つくば生物ジャーナル Tsukuba Journal of Biology (2005) 4: TJB200501200100782

枯草菌におけるストレス誘導型非翻訳型RNAの機能解析

野口 桂子 (筑波大学 生物学類 4年)  指導教員: 中村 幸治 (筑波大学 生命環境科学研究科)


(目的)
 タンパク質をコードしないがRNAとして機能する非翻訳型RNA(non-coding RNA)が、転写や翻訳レベルで、遺伝子発現制御に関与していることが明らかになっている。ヒトではタンパク質をコードする遺伝子領域は全ゲノムの1.5%ほどであり、RNAに転写されるゲノム情報の約98%は非翻訳型RNAと言われている。また、非翻訳型RNAはヒトにおいて最も多いと見積もられており、生物種の複雑さとの関係が示唆されている。
 グラム陽性菌である枯草菌は、大腸菌のようにヒトなどの腸に寄生せず、野外でも独立して生存することができる。 対数増殖期・定常期で安定に存在する非翻訳型RNAについて、真正細菌や真核生物において解析が進められている。一方、外部環境に応じた遺伝子発現制御に関与しているものが多く報告されており、ストレス条件下での遺伝子発現制御に重要な機能を持つことが示唆されている。大腸菌では、これまで55種類以上の非翻訳型RNAが同定されており、ストレス誘導型の非翻訳型RNAも多く報告されている。一方、大腸菌と同じ真正細菌であり、全ゲノムDNAに占める非翻訳領域の割合もほぼ同じである枯草菌では、非翻訳型RNAは12種類しか同定されておらず、ストレス誘導型の非翻訳型RNAにおいては見つかっていない。本研究では、枯草菌におけるストレス誘導型非翻訳RNAの解析を目的とした。

(方法)
 枯草菌を用いてDifferential Display法により、ストレス条件下で特異的な発現をする低分子RNAを同定し、その機能を解析する。
 原核生物である枯草菌のmRNAの3'末端はpoly A 付加されてない。そこで、ストレス条件下で3h培養した枯草菌から抽出したtotal RNAをpoly A polymeraseによりpoly Aを付加し、逆転写酵素を用いてcDNAを作製する。このcDNAと非ストレス条件下で培養し抽出したRNAをハイブリダイズさせる。この時、対合しないcDNAがストレス条件下で特異的な発現をしている低分子RNAと考えられる。このcDNAの配列から低分子RNAを同定する。

(結果と考察)
 37℃、3h培養した枯草菌野生株から抽出したtotal RNAを用いてPoly A polymeraseを反応させた時、RNAの3'側へのpoly A tailが最もよくつく条件を、32Pでラベルした[α−32P]ATPを用いて検討した。この時、RNAは8.4μg使用し、poly A polymerase活性測定用反応液はTakaraのプロトコルに沿って調製した。
 酵素反応時間を0〜120分まで時間を変えて解析したところ、60分までは反応時間に比例してpoly Aが付加されるのが観察されたが、60分以降ではpoly A付加の様子は60分の反応時間のものと変わらなかった。
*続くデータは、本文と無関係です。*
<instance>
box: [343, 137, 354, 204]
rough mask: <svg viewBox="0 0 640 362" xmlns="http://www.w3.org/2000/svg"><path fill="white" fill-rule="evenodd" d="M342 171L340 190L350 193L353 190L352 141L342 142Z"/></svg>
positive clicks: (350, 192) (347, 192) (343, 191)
また、ATP濃度を1mMと10mMに変えた時、10mMで反応させたpoly A 付加反応の方が短時間ではっきりとバンドが見えることがわかり、これらの条件検討から酵素反応時間を37℃で60分、10mMのATP濃度がpoly A付加反応において最適であることがわかった。
 次に、in vitro合成したBS190 RNAにpoly A polymeraseを反応させ、付加されるpoly A tailの長さを調べた。しかし、poly A polymerase反応させた時、BS190 RNAのバンドは検出できなかった。これはBS190 RNAが安定した2次構造をつくっているため3'側にpoly Aが付加されにくいことが原因と考えられる。
  BS190 RNAでpoly A付加反応が見られなかったため、次に同じような低分子サイズである、total RNAから100-200bpの領域を切り出して精製したものにpoly Aを付加させ、反応を観察した。この結果、野生株から抽出したtotal RNAにpoly A付加させた時と、同じ条件である37℃60分の酵素反応時間と10mMのATP濃度で十分な長さのpoly Aが付加されたことが確認できた。
 
 今後は、poly A付加をおこなったRNAから逆転写酵素を用いてcDNA合成を行い、酸や熱などのストレス条件下で特異的に発現する低分子RNAをDifferential Display法を用いて同定し、解析を進める予定である。